Interruption always irritated him, but in the case of this rather stout, self-satisfied-looking young man it became unbearable.
‘About as much as you do, Sir Robert, I suspect,’ retorted the sceptic coolly.
‘Then you have more time and brains at your disposal than I supposed,’ replied Sir Robert rudely. ‘I imagined both were fully occupied in teaching men whose age should protect them how to manage their offices and stations.’
The loud laugh that greeted this brusque retort was too much even for the man in the chair, and muttering, too low for his opponent to hear, ‘Confounded cad!’ he rose and left the field to the leader of the Opposition.
‘They mean coming this time,’ continued the ex-Premier, lighting a cigar worthy of his own proportions. ‘This Persian business is only a “blind.” The whole affair is as clear as day. Russia pulls the strings; Russian officers direct the advance; and while our Government are arguing the matter out with the Shah, the Czar will pour a hundred thousand men into the gate of India.’
‘My dear fellow,’ interposed a slight, rather commonplace man, who held the position of Minister for War in the existing Government, and in private life directed a large soft-goods emporium, ‘you are as bad as these alarmists who for the last fifty years have been attempting to scare England into undignified and hysterical action alike unworthy of her traditions and present position. Rest assured the motherland will assert herself when the time comes.’
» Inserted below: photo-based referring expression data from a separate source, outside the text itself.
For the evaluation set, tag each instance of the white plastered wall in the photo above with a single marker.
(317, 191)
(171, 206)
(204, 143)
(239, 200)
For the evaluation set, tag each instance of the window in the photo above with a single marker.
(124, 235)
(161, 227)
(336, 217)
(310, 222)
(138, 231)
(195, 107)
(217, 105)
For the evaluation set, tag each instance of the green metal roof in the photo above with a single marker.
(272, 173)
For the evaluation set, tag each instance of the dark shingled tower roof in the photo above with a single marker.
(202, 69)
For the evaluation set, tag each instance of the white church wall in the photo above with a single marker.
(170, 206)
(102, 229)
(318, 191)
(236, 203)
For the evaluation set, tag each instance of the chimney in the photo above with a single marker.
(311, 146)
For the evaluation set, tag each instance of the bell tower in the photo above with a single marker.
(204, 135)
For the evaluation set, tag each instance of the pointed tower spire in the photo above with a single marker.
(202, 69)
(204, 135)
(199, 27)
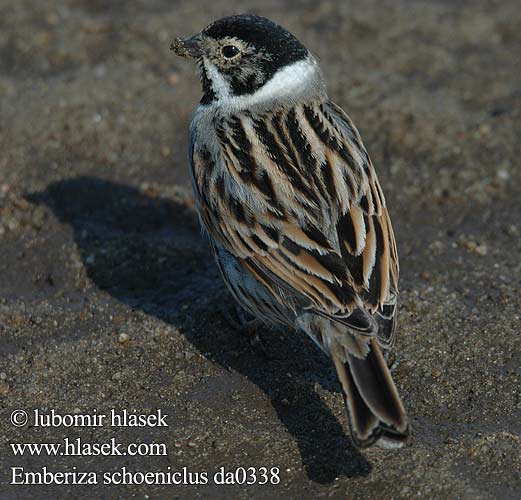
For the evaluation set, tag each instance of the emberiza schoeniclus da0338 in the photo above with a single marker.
(294, 211)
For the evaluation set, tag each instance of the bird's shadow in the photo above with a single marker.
(148, 252)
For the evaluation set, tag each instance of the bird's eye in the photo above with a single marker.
(229, 51)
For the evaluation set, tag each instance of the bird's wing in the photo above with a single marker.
(297, 201)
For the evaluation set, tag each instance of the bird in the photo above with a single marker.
(294, 212)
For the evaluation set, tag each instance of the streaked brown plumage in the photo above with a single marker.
(295, 213)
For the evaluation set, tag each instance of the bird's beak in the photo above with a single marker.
(189, 47)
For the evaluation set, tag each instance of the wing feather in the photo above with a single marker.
(333, 252)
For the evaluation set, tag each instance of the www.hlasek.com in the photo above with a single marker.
(78, 447)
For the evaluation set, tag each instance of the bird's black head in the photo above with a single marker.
(239, 54)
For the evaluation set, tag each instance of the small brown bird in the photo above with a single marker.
(294, 211)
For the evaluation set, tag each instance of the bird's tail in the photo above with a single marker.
(376, 413)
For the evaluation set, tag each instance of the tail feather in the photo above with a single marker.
(376, 413)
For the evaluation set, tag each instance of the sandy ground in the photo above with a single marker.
(109, 298)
‘Assert herself be d——d!’ exclaimed Sir Robert. ‘If she doesn’t soon stop backing herself, she’ll fall into the Indian Ocean.’
A chorus of indignant protest told the ex-Republican that he had gone too far.
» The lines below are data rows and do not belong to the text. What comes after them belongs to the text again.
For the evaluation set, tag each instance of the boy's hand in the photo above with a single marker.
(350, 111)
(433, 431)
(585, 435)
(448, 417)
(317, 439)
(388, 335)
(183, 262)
‘No man has a greater love and respect for England than I,’ he continued; ‘and feeling as I do, I’m not going to stand by without uttering a protest against a policy unworthy of a great nation.’
‘For myself, I have no fear,’ returned the Minister for War. ‘In the first place, Russia’s power in the East is greatly exaggerated; and, further, I feel certain, as I said before, that England will assert herself when necessary. If Persia has really occupied Herat, doubtless a commission will settle the whole affair.’
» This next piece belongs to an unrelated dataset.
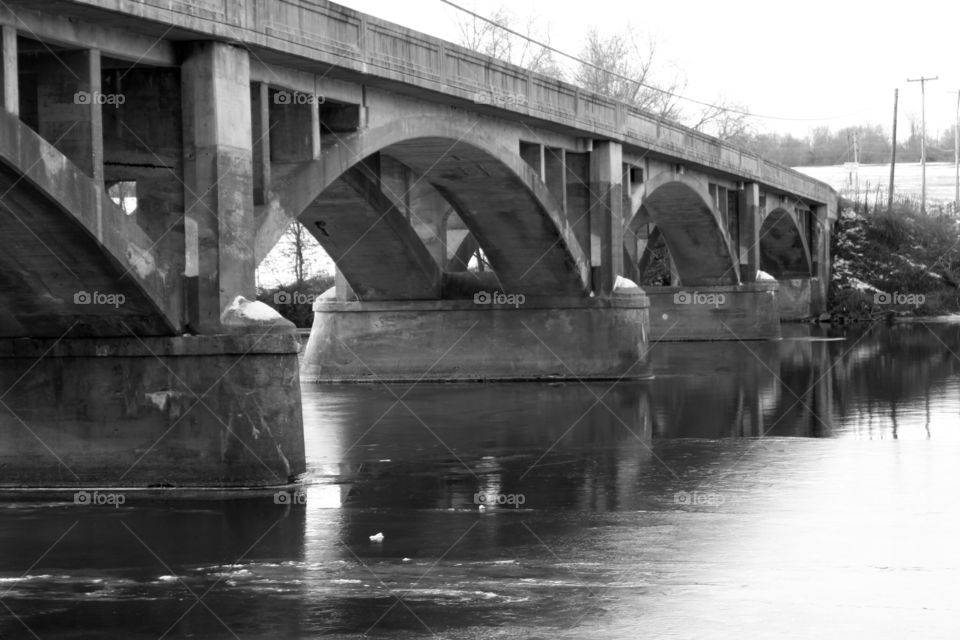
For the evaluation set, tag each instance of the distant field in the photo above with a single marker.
(940, 177)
‘But what if Russia is, as I maintain, at the back of Persia?’
‘My dear Sir Robert, you are a fire-eater! Please remember that England is a commercial nation, and it won’t pay to go to war merely for a sentiment.’
‘You’ve hit the nail on the head,’ laughed Dick Hatten, who had just come in. ‘Napoleon spoke too soon, that was all; we are a nation of shopkeepers.’
‘Sir,’ exclaimed the small man indignantly, ‘where would England be to-day but for her merchant-princes?’
‘In a more dignified position than that of the best-snubbed nation on the earth, possibly,’ retorted Hatten carelessly. ‘Hullo, Zenski! what are you up to?’
‘Mon ami, I am listening,’ retorted the Russian. ‘Will you not join us? Here is a chair, and I can give you a passable cigar. Allow me to introduce you to my friend Mr. Alexis Dromeroff.’
The man who rose and bowed to Hatten looked, despite his clean-shaved upper lip, more of a soldier than a civilian. In age he might have been thirty-five — possibly was fifty — but the lines about his eyes and at the corner of his clean-cut mouth told that in knowledge of men he was patriarchal.
‘My friend has just come from Russia,’ Zenski went on. ‘Like myself, he has ideas of his own, and so finds it conducive to his health to remain at a distance from our great White Father.’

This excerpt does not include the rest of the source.